Dad’s eyebrows went up. “That’s it? Just ‘oh’?”
“I’ve got a bigger problem than that, Dad,” Lucy said. “And I know you have a really big decision to make yourself, but Mr. Auggy said I should let the grown-ups be the grown-ups and let the kids be the kids. So could I talk to you about it?”
Dad smiled his sunshine smile, for a first time in a very long while. “That Mr. Auggy is a prince. What’s going on?”
Lucy told him about her soccer team dilemma. He nodded and made small sounds, just the way he did when he and Mr. Auggy were talking. If she wasn’t a grown-u
p, he sure made her feel like one. There was a lot of that going around.
When she was finished, Dad leaned back in the rocker and let there be quiet for a few minutes. When he spoke, his voice was serious and low.
“How did you decide what to do about Rianna?” he said.
“Well, it’s kinda weird,” Lucy said, “but I used a story in the Bible that Inez showed me.”
“That isn’t weird at all.” Dad’s face was mushy. “You are surrounded by adults who love you and teach you the things I miss.”
“You don’t miss anything!” Lucy said. “You’re the best dad in the world!”
“And I have a lot of help. They’ll be here for you if I have to go away.”
Lucy nodded, but she suddenly couldn’t talk.
“I don’t want to move you away from all this,” he said. “I do think there’s one person who would be willing to come and stay with you if I went to school, but — ”
Lucy caught her breath. “You’re talking about Aunt Karen, aren’t you?”
Dad’s eyes darted around. “I haven’t asked her, and I won’t if you absolutely say no. I know she’s hard on you.” He ran his hand over his fuzzy summer haircut as if he were waiting for Lucy to explode, or at least try to climb out the window.
But she didn’t. Maybe there were just too many other things to do before she had the energy to say absolutely no.
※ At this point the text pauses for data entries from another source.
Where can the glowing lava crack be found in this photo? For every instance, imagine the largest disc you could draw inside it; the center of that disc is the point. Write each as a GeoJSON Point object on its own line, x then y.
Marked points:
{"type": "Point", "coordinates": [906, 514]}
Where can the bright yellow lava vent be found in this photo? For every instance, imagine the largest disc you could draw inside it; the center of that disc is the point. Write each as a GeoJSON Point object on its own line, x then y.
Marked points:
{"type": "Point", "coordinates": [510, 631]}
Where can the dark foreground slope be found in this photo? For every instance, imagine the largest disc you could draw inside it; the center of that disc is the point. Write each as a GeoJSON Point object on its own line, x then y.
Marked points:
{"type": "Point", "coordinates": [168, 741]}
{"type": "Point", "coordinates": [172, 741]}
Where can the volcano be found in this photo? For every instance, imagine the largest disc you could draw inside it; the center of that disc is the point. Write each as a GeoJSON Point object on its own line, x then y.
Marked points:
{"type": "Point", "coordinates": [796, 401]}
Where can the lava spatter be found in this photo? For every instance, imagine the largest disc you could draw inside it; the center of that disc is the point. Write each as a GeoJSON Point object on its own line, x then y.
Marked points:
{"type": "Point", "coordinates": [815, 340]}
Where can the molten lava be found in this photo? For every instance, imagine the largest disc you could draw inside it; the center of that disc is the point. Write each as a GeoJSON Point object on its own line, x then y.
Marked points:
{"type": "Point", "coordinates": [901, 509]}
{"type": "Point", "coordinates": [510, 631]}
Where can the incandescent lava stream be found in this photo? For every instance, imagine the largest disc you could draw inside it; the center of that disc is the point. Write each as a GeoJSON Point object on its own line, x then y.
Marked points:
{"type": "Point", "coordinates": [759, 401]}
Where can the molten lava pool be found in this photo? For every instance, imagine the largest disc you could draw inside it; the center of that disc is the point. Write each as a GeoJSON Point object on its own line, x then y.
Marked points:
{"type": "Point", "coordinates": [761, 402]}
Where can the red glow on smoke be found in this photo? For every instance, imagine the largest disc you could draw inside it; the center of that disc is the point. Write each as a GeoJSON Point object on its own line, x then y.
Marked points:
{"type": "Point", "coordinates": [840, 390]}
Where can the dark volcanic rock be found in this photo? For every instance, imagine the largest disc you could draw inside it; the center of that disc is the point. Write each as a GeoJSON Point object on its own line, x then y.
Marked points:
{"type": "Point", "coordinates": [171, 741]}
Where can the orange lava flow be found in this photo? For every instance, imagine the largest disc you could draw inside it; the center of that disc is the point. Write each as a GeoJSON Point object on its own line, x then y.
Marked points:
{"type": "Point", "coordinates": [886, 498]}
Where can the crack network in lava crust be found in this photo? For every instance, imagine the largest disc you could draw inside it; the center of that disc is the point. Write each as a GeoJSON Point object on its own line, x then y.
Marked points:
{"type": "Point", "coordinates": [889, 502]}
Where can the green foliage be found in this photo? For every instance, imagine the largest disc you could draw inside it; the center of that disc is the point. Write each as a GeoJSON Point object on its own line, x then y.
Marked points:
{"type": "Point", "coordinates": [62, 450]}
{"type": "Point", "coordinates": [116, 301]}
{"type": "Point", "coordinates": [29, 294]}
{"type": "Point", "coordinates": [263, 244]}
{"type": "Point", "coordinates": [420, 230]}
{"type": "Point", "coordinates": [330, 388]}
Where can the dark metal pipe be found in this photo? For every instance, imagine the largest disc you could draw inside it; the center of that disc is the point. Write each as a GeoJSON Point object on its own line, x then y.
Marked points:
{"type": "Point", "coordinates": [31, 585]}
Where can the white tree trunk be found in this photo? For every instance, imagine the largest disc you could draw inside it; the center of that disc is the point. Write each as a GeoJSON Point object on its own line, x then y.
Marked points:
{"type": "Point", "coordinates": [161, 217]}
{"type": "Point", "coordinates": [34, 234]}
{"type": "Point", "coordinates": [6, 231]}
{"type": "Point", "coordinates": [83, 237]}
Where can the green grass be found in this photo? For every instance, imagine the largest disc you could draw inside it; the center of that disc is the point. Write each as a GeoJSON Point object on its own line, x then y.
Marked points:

Or maybe . . .
“I’m sorry, champ,” Dad said. “This isn’t helping you with your soccer problem, is it?”
“Not exactly,” Lucy said. “But I think there’s something that might.”
18
“All right, seriously, what’s different about you?”
Aunt Karen shook back her shiny bob of dark hair and looked Lucy over for about the thirteenth time since she’d arrived after church. She brought her iced latte to the kitchen table where Lucy was trying to read.
“You had your hair highlighted,” she said. “That’s it.”
“No,” Lucy said.
“It’s blonder.”
“Must be the sun.”
Aunt Karen took a sip from her glass and studied her some more. Lucy went back to the page.